Author Interview: Prof. Kazuo Kitagawa, MD, PhD, on “Effect of Standard vs Intensive Blood Pressure Control on the Risk of Recurrent Stroke”
An interview with Prof. Kazuo Kitagawa, MD, PhD, Department of Neurology, Tokyo Women’s Medical University, Tokyo, Japan, about the optimal blood pressure goal for secondary stroke prevention.
Interviewed by Dr. Mohammad Anadani, MD, neurocritical care fellow, Washington University, St. Louis, MO.
They will be discussing the article “Effect of Standard vs Intensive Blood Pressure Control on the Risk of Recurrent Stroke: A Randomized Clinical Trial and Meta-analysis,” published in JAMA Neurology.
Dr. Anadani: First, I want to thank Prof. Kitagawa for agreeing to the interview. Prof. Kitagawa is the lead investigator of the RESPECT trial, which investigated the optimal blood pressure goal for secondary stroke prevention.
Could you please share with the readers the rationale behind the RESPECT trial and summarize the key findings of the trial?
Dr.
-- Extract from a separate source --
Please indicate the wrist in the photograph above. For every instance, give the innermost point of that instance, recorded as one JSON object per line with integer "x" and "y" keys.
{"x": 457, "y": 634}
Kitagawa: Although the SPRINT trial recently demonstrated that a systolic blood pressure (BP) target of <120 mmHg was superior to <140 mmHg for preventing vascular events, no evidence was published about what is the optimal blood pressure target in the secondary stroke prevention.
In the RESPECT Study that included 1263 patients with a history of stroke, intensive blood pressure control to less than 120/80 mmHg tended to reduce stroke recurrence compared with standard blood pressure control (<140/90 mmHg). When this finding was pooled with the results of prior trials of intensive blood pressure control for secondary stroke prevention in an updated systematic review, intensive blood pressure treatment significantly reduced stroke recurrence by 22%. In conclusion, intensive blood pressure control to less than 130/80 mmHg is recommended for secondary stroke prevention.